Change the oinkmaster.sh file to point to http:///snort/bleedingedge/bleeding.rules.tar.gz.

USING THE CENTRAL SERVER

From the sensor machine, get the files needed to install the snort drone and install. Or just run this drone_install.sh script for all of the below steps.

 cd /usr/local/src
wget http:///snort/rpm/snort-2.3.0-0.fdr.1.i386.rpm
wget http:///snort/rpm/snort-debuginfo-2.3.0-0.fdr.1.i386.rpm
wget http:///snort/rpm/snort-mysql-2.3.0-0.fdr.1.i386.rpm
rpm -ivh snort-2.3.0-0.fdr.1.i386.rpm snort-mysql-2.3.0-0.fdr.1.i386.rpm snort-debuginfo-2.3.0-0.fdr.1.i386.rpm

On the drone, set up oinkmaster.

 cd /etc
wget http:///snort/config/oinkmaster.conf
cd /usr/local/bin
wget http:///snort/oinkmaster/oinkmaster.pl
wget http:///snort/oinkmaster/oinkmaster.sh

Set up the snort files.

 cd /etc/rc.d/init.d
wget http:///snort/config/snortd
cd /etc/snort
wget http:///snort/config/snort.conf
cd /etc/sysconfig
wget http:///snort/config/snort

Set it up for boot and run it.

 chkconfig snortd on
service snortd start

Check the log for errors.

 cat /var/log/messages | grep snort 

UPDATING THE DRONES

A cron job will need to be set up to automatically update the configuration files, rules, and restart snort. The job will need to retrieve oinkmaster and snort configuration changes and update the rules. It will then need to restart snort for the changes to take effect. A cron job like this drone_update.sh script should do the trick. This will be run as root because of the service restart at the end, which needs root privileges. Only make changes to the master server if you've thoroughly tested the effect in a comparably configured test drone or you'll run the risk of killing all of the sensors!

 crontab -e
15 2 * * * /usr/local/bin/drone_update.sh

Sensor Installation

SENSOR INSTALLATION

Install these packages to satisfy dependancies.

 yum install mysql
yum install mysql-devel
yum install pcre
yum install pcre-devel

Download the latest PCRE package from http://www.pcre.org. This will provide the libpcre.h file required for the RPM build. Current version tested with is version 5.0.

 cd /usr/local/src
wget http:///sourceforge/pcre/pcre-5.0.tar.gz

Untar, build and install.

 tar xvfz /usr/local/src/pcre-5.0.tar.gz
cd pcre-5.0
./configure
make
make check
make install

Download the snort source from http://www.snort.org. Current version tested with is version 2.3.0.

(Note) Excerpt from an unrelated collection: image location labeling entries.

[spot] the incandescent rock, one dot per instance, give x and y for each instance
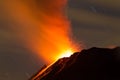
(91, 64)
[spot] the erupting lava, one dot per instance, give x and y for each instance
(55, 38)
(44, 27)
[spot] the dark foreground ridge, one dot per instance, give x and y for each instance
(91, 64)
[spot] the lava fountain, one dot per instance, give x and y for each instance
(43, 27)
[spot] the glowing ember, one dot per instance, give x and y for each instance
(44, 27)
(66, 53)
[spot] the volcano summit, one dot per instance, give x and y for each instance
(91, 64)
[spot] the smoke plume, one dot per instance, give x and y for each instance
(42, 25)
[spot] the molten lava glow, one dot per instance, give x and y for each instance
(43, 27)
(66, 53)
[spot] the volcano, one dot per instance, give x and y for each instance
(89, 64)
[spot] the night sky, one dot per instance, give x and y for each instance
(93, 22)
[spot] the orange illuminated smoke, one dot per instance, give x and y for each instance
(43, 27)
(54, 40)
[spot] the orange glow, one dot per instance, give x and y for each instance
(43, 27)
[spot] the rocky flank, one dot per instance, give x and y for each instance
(90, 64)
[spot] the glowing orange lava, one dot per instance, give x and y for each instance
(43, 27)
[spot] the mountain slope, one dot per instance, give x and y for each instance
(91, 64)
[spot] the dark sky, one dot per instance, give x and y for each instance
(94, 23)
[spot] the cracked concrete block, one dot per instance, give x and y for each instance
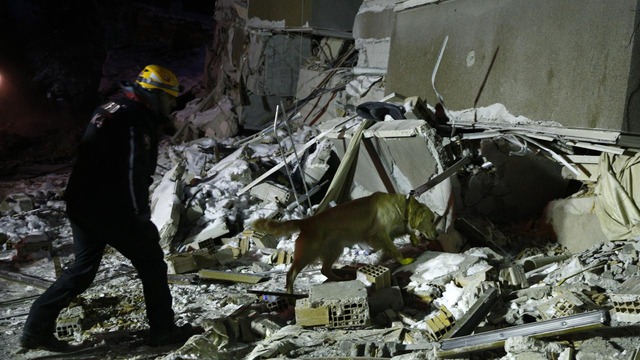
(440, 324)
(346, 301)
(33, 243)
(271, 192)
(626, 301)
(385, 299)
(514, 277)
(21, 202)
(262, 240)
(565, 303)
(376, 276)
(166, 204)
(212, 231)
(189, 262)
(264, 326)
(308, 315)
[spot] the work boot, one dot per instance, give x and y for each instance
(47, 342)
(177, 335)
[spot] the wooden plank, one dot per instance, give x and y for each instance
(25, 279)
(290, 158)
(229, 276)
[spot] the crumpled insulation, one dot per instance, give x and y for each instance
(618, 196)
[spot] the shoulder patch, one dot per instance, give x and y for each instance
(111, 107)
(97, 120)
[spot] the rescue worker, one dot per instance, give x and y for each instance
(107, 200)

 wget http://www.snort.org/dl/snort-2.3.0.tar.gz 

Untar the archive and enter the directory.

 tar xvfz /usr/local/src/snort-2.3.0.tar.gz
cd snort-2.3.0

Configure and make the source files.

 ./configure
make
make check

Change to the 'rpm' directory. Create the RPMS for install.

 cd rpm
rpmbuild --with fedora --with mysql -ta /usr/local/src/snort-2.3.0.tar.gz

Install the RPMS.

 rpm -ivh /usr/src/redhat/RPMS/i386/snort-2.3.0-0.fdr.1.i386.rpm /usr/src/redhat/RPMS/i386/snort-debuginfo-2.3.0-0.fdr.1.i386.rpm /usr/src/redhat/RPMS/i386/snort-mysql-2.3.0-0.fdr.1.i386.rpm 

The RedHat-compliant setup makes some assumptions that need to be fixed. Edit the daemon startup script in /etc/rc.d/init.d and remove the $ALERTMODE variable from each start line.

 cd /etc/rc.d/init.d
vi snortd
Remove $ALERTMODE from the start() function calls and save.

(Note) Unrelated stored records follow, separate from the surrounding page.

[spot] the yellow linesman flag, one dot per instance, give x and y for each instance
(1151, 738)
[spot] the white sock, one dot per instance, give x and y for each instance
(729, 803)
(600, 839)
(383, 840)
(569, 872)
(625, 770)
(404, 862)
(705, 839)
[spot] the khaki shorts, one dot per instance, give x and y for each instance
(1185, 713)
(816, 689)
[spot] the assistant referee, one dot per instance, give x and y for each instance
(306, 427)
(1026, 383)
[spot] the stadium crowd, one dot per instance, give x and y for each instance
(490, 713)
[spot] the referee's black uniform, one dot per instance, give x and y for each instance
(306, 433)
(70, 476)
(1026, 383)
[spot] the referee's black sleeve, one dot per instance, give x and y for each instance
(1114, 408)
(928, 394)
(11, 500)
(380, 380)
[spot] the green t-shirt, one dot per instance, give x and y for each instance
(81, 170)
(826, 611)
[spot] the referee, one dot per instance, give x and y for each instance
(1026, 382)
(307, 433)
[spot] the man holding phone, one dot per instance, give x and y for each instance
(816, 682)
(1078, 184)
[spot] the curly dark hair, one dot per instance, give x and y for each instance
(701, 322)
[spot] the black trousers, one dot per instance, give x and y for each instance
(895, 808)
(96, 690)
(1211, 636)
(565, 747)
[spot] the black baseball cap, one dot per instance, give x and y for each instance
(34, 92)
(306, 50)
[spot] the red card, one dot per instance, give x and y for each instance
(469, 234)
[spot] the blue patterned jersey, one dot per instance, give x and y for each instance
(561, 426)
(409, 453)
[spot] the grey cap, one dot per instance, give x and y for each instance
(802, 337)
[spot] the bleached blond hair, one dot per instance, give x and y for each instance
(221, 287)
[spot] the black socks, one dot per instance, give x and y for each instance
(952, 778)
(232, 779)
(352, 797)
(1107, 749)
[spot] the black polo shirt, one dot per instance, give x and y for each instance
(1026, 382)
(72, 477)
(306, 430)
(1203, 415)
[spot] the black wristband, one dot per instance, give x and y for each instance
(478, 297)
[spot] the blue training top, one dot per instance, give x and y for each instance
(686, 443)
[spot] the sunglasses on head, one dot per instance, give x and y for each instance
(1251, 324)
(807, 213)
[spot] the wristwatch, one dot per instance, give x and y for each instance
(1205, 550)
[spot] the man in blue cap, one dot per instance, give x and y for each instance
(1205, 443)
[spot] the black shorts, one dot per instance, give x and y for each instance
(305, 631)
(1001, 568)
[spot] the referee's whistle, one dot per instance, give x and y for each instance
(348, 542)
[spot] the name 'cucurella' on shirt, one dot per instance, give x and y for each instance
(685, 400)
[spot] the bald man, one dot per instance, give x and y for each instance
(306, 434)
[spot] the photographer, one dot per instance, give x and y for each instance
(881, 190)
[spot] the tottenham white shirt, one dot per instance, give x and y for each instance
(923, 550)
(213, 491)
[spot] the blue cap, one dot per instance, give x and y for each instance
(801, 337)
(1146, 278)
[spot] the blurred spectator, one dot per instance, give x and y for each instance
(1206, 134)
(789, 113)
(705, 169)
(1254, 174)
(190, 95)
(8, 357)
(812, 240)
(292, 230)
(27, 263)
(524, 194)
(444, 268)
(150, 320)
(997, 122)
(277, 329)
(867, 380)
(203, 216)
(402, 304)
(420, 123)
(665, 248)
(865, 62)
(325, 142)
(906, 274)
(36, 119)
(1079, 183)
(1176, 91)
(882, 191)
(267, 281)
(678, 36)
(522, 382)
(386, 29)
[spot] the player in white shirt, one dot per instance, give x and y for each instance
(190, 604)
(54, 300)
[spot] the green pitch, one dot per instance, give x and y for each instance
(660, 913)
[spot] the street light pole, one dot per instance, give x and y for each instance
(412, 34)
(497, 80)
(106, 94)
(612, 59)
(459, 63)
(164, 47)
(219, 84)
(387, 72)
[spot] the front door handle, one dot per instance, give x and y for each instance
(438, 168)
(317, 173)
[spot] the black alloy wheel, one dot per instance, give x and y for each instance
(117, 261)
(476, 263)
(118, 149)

Edit the snort configuration file. Add an output for the database.

 cd /etc/snort
vi snort.conf
Change the HOME_NET variable to your public IP address
Add the line "output database: log, mysql, user=snort password= dbname=snort host=" to section 3.
  **OPTIONAL: DSHIELD**
You may want to add "output alert_syslog: LOG_AUTH LOG_ALERT" for use with DShield parsing scripts.
Save and exit.

Test snort.

 snort -T -c /etc/snort/snort.conf 

If all is well, change the ownership to the snort user. This will make life easier later.

 chown -R snort:snort /var/log/snort /etc/snort 

Add snort to the startup regimen and start the service.

 chkconfig snortd add
service snortd start

Final check: check syslog for successful startup messages.

 cat /var/log/messages | grep snort 

Oinkmaster Rule Updates

OINKMASTER INSTALLATION

Get the latest script from the snort website (http://www.snort.org/dl/contrib/rule_management/oinkmaster/). Untar it.

 cd /usr/local/src
wget http://www.snort.org/dl/contrib/rule_management/oinkmaster/oinkmaster-1.1.tar.gz
tar xvfz oinkmaster-1.1.tar.gz
ln -s oinkmaster-1.1 oinkmaster
cd oinkmaster

Install the script into one of the local binary directories. I prefer /usr/local/bin.

 cp oinkmaster.pl /usr/local/bin 

Modify and install the configuration file.

 vi oinkmaster.conf
Set url to the path of your snort version
url = http://www.snort.org/dl/rules/snortrules-snapshot-2_3.tar.gz
Save and exit.
cp oinkmaster.conf /etc/

To add some additional functionality to oinkmaster, you might want to write a script. This would allow for updates from multiple sites (say Bleeding Edge and Snort.org), mail notification, logging and so forth. Here's my sample oinkmaster.sh script.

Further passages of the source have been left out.